Sunday 4 November 2007

2-4.10.2007

Münich. Pek de sevimli bir kent değil.
İlk olarak Pinakotek'e gitmeye karar verdim. Cebimde sadece 10 Avro vardı, müzenin genelini pazar günleri 1 Avroya gezebileceğimi görünce, sergi gezmenin daha mantklı olacağına karar verdim ve Max Beckmann(1884-1950)'ın Exile in Amsterdam isimli resim ve illüstrastrasyon sergisini gezdim. Çok güzeldi. Hitler Almanya'daki sanat karşıtı propangandalar yapmaya başlayıp her tarafı kapattırmaya başlayınca Hollanda'ya kaçıyor genç karısıyla birlikte. İşte Amsterdam'daki sürgünde, 1937 1947 arasındaki işlerinin olduğu bir sergiydi. Minik bir kitapçık yapmışlar resimleri anlatan. İyi güzel ama ben gene de gerçekten ek bilgi gerektiren şeyler olmadıkça körlere anlatır gibi resmin her köşesini tasvir eden notlar yazmasalar daha iyi olacak. Hani biraz izleyiciye bıraksalar ne göreceğini.
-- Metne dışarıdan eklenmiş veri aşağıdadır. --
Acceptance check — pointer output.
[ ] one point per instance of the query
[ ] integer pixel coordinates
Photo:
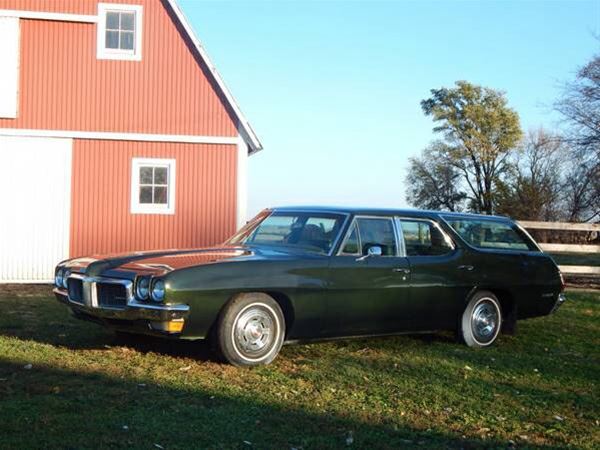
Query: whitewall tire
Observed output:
(481, 320)
(251, 330)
Gerçi evet ilk kez bir sergiye giden biri için, bir resmi nasıl okuyacağını biraz öğrenmesine yardımcı oluyordur. Faust için yaptığı çini illüstrasyonlar çok güzeldi. Ben de yapmak istedim. Kendime bir hikaye seçip denesem diye düşündüm. Aslında Rilke'den seçtiklerim uygun olabilir...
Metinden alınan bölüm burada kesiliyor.